Question

How do you form a polynomial $f\left( x \right)$ with real coefficients having a given degree and zeros? Degree $4$ ; zeros $- 5 + 2i$ ; $3$ multiplicity $2$ . How do you form a polynomial $f\left( x \right)$ with real coefficients having a given degree and zeros? Degree $5$ ; zeros: $- 4; - i; - 3 + i$

Answer 1

In this problem we are asked to form the polynomial with real coefficients having given degree and zeros. Also we have given two zeros with the multiplicity of some integer. And we have asked to form another polynomial with degree $5$ and with the use of given zeros. So we need to find two polynomials $f\left( x \right)$ .

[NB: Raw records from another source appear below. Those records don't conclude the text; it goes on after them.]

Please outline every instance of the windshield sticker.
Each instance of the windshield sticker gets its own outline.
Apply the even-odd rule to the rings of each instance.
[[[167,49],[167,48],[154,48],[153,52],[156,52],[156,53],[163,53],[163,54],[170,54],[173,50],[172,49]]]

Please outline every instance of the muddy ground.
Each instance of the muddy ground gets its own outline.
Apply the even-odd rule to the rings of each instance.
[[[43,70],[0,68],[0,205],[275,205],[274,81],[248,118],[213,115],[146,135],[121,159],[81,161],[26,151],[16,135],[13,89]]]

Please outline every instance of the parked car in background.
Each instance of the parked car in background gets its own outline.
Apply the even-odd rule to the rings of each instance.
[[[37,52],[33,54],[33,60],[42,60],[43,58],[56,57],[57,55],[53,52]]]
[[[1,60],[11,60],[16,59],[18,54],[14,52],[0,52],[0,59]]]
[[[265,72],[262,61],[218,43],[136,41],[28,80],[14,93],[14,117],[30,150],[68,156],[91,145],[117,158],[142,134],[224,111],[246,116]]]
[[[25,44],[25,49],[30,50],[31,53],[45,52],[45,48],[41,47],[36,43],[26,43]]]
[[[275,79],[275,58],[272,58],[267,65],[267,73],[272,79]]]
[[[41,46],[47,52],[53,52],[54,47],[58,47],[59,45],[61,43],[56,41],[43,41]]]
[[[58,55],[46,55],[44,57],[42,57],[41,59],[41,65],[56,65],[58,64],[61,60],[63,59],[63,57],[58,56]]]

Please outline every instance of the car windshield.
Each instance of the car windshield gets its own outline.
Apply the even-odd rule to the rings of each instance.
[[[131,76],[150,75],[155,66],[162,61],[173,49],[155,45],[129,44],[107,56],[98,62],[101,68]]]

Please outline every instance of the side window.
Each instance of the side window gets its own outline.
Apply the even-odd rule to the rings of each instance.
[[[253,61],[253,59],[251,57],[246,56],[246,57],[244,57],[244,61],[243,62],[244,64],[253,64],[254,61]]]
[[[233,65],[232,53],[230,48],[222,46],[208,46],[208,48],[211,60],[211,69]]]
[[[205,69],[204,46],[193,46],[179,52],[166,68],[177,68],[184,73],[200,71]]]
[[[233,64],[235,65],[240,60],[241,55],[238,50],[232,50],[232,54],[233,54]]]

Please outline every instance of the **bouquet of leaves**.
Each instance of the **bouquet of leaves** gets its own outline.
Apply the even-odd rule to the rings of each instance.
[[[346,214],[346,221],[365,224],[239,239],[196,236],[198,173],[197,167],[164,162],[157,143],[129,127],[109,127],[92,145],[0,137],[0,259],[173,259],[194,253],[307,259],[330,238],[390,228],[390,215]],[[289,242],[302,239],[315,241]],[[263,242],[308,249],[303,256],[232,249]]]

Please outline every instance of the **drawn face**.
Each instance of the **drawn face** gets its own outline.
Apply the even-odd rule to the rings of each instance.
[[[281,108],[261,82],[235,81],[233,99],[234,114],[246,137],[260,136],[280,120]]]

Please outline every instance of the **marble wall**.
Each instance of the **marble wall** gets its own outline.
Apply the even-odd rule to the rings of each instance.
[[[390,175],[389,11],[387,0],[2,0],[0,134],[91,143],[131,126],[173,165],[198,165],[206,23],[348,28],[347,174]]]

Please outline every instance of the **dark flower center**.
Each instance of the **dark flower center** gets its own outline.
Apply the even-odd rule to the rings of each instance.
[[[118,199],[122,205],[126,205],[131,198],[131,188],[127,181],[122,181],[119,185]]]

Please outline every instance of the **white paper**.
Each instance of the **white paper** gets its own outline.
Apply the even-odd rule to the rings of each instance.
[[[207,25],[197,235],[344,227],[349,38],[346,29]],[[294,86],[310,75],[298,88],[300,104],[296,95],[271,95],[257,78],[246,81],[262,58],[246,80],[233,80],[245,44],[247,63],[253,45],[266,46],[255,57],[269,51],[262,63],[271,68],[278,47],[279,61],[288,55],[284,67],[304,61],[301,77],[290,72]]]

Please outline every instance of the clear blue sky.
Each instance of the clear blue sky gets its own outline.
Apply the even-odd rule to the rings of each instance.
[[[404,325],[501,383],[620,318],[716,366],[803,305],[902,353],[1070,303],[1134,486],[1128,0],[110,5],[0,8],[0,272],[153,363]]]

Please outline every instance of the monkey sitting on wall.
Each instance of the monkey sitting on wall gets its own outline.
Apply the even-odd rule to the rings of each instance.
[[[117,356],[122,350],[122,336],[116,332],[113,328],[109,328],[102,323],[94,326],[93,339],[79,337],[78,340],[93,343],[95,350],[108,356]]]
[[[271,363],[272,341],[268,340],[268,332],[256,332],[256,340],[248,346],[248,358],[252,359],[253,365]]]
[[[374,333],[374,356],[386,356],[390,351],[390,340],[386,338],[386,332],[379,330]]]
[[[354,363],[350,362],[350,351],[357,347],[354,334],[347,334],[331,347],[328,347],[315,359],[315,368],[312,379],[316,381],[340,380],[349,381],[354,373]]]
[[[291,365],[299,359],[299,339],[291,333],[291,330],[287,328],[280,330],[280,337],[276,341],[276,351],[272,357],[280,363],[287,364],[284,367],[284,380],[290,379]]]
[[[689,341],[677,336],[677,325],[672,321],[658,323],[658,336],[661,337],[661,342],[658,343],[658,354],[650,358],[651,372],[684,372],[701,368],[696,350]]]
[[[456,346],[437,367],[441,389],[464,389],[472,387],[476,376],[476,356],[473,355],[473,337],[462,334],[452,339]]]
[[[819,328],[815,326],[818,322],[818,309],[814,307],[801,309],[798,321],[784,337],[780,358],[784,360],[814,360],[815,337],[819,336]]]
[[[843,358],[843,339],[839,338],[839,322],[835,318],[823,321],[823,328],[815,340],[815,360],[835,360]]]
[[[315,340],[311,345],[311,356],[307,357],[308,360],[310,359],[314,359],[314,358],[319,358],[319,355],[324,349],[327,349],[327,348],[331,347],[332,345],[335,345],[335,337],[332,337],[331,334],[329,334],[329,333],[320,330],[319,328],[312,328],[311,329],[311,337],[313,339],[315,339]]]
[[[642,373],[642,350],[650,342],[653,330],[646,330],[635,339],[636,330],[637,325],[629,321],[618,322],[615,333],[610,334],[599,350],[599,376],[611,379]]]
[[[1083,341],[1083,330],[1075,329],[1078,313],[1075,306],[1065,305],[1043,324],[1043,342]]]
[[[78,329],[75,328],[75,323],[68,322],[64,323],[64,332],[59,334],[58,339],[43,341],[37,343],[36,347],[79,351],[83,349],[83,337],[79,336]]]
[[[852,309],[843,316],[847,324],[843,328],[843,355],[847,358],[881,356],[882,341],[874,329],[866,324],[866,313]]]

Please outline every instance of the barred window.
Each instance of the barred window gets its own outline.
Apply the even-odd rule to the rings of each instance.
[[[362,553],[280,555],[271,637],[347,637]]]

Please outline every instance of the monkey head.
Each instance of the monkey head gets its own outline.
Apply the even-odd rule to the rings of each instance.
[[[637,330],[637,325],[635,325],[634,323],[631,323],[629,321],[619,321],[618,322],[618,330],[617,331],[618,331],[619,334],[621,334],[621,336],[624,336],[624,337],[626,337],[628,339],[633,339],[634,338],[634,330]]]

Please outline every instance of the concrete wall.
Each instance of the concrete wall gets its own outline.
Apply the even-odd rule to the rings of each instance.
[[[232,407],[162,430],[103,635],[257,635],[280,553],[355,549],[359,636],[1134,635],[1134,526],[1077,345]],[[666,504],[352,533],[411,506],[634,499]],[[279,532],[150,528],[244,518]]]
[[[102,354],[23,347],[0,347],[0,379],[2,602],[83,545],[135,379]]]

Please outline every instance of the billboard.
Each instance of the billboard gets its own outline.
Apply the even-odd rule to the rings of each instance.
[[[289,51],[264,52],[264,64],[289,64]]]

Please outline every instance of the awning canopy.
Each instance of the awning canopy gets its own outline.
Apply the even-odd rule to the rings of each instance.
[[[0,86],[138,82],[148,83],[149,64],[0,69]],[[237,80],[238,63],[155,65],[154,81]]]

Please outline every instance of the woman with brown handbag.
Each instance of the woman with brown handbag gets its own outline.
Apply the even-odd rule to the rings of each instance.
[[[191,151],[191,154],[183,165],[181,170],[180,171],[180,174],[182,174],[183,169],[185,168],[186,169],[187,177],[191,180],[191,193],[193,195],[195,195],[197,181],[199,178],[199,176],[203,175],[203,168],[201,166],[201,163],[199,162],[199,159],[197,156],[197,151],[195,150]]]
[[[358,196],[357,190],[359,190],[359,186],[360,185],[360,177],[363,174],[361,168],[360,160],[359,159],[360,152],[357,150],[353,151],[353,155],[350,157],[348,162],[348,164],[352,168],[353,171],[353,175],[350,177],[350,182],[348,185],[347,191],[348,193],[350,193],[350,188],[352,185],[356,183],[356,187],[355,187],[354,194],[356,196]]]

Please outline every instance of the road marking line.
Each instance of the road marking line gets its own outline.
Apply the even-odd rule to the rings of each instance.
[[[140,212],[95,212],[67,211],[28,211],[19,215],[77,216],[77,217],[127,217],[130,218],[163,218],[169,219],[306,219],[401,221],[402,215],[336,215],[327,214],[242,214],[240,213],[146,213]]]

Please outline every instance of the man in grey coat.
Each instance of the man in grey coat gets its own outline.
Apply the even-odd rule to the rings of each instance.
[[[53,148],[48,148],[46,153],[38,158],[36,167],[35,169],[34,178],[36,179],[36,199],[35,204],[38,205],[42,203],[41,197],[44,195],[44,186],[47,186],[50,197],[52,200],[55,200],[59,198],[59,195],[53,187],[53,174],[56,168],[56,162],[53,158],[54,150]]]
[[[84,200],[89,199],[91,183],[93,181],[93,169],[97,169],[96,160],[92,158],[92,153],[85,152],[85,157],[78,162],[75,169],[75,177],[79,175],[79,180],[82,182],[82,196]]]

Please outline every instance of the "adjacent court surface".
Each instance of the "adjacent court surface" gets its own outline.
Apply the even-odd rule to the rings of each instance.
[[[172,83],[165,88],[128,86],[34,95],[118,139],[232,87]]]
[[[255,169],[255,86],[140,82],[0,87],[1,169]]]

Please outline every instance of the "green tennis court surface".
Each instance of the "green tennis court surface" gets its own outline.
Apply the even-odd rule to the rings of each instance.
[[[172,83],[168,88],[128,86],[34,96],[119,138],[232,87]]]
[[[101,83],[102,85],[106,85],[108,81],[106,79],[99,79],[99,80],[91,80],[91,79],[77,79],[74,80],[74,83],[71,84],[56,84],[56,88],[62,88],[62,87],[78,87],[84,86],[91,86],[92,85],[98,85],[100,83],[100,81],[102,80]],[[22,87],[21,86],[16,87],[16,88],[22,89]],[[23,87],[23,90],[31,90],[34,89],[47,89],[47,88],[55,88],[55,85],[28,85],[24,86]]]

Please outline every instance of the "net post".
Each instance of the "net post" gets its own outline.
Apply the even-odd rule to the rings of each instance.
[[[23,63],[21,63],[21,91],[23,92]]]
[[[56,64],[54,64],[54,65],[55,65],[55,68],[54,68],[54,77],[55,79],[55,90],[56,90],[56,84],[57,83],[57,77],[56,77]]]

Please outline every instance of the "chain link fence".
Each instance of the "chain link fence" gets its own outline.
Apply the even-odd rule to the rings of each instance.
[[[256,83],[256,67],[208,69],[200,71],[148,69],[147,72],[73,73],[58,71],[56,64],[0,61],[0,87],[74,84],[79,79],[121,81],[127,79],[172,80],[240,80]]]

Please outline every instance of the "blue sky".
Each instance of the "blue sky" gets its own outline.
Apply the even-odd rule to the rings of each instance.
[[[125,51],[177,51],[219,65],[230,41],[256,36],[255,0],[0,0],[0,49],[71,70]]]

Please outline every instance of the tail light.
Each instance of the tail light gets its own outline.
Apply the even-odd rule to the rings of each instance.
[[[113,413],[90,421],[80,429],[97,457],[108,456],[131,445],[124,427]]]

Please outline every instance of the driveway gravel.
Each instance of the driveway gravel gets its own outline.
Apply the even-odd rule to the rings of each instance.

Complete Step by Step Solution:
$1)$ We have to find the polynomial $f\left( x \right)$ with real coefficients having degree $4$ and zeros $- 5 + 2i$ ; $3$ multiplicity $2$ .
$\Rightarrow x = - 5 + 2i,x = - 5 - 2i,x = 3,x = 3$ , since our degree is $4$ so there are four zeros.
Now, $f\left( x \right) = \left( {x + 5 - 2i} \right)\left( {x + 5 + 2i} \right){\left( {x - 3} \right)^2}$
Now let’s write our $f\left( x \right)$ as the multiple of two terms $A,B$ , where $A = \left( {x + 5 - 2i} \right)\left( {x + 5 + 2i} \right)$ and $B = {\left( {x - 3} \right)^2}$
$\therefore f\left( x \right) = A.B - - - - - \left( 1 \right)$
Let us expand $A$ and $B$ using distributive property and ${\left( {a - b} \right)^2}$ formula, we get
$A = {x^2} + 5x + 2ix + 5x + 25 + 10i - 2ix - 10i - 4{i^2}$ , but we know that ${i^2} = - 1$
Substitute ${i^2} = - 1$ in the expansion of $A$ , we get
$A = {x^2} + 10x + 29$
Expanding $B$ implies,
$B = {x^2} - 6x + 9$
Substitute the value of $A,B$ in the equation (1), we get
$f\left( x \right) = \left( {{x^2} + 10x + 29} \right)\left( {{x^2} - 6x + 9} \right)$
Using distributive property, we get
$f\left( x \right) = {x^4} - 6{x^3} + 9{x^2} + 10{x^3} - 60{x^2} + 90x + 29{x^2} - 174x + 261$ , simplifying the terms we get,
$f\left( x \right) = {x^4} + 4{x^3} - 22{x^2} - 84x + 261$ , this is the polynomial with degree four.
$2)$ We have to find the polynomial $f\left( x \right)$ with real coefficients having degree $5$ and zeros $- 4; - i; - 3 + i$ .
$\Rightarrow x = - 4,x = \pm i,x = - 3 \pm i$ , since we are having degree $5$ .
Now, $f\left( x \right) = \left( {x + 4} \right)\left( {x - i} \right)\left( {x + i} \right)\left( {x + 3 - i} \right)\left( {x + 3 + i} \right)$
Multiplying second term and third term together and multiplying fourth term and fifth term together, we get
$f\left( x \right) = \left( {x + 4} \right)\left( {{x^2} + 1} \right)\left( {{x^2} + 6x + 10} \right)$
Now, using distributive property, we have

$f\left( x \right) = {x^5} + 10{x^4} + 3{x^3} + 50{x^2} + 34x + 40$ , this is the polynomial with degree $5$ .

Note: If there are two brackets, then apply distributive property. While applying distribution property we need to be careful about the multiplication. Here we have given complex numbers in some zeros, so when multiplying two complex numbers we have to be clear about the imaginary part. Product of two imaginary parts adds a negative sign to the result.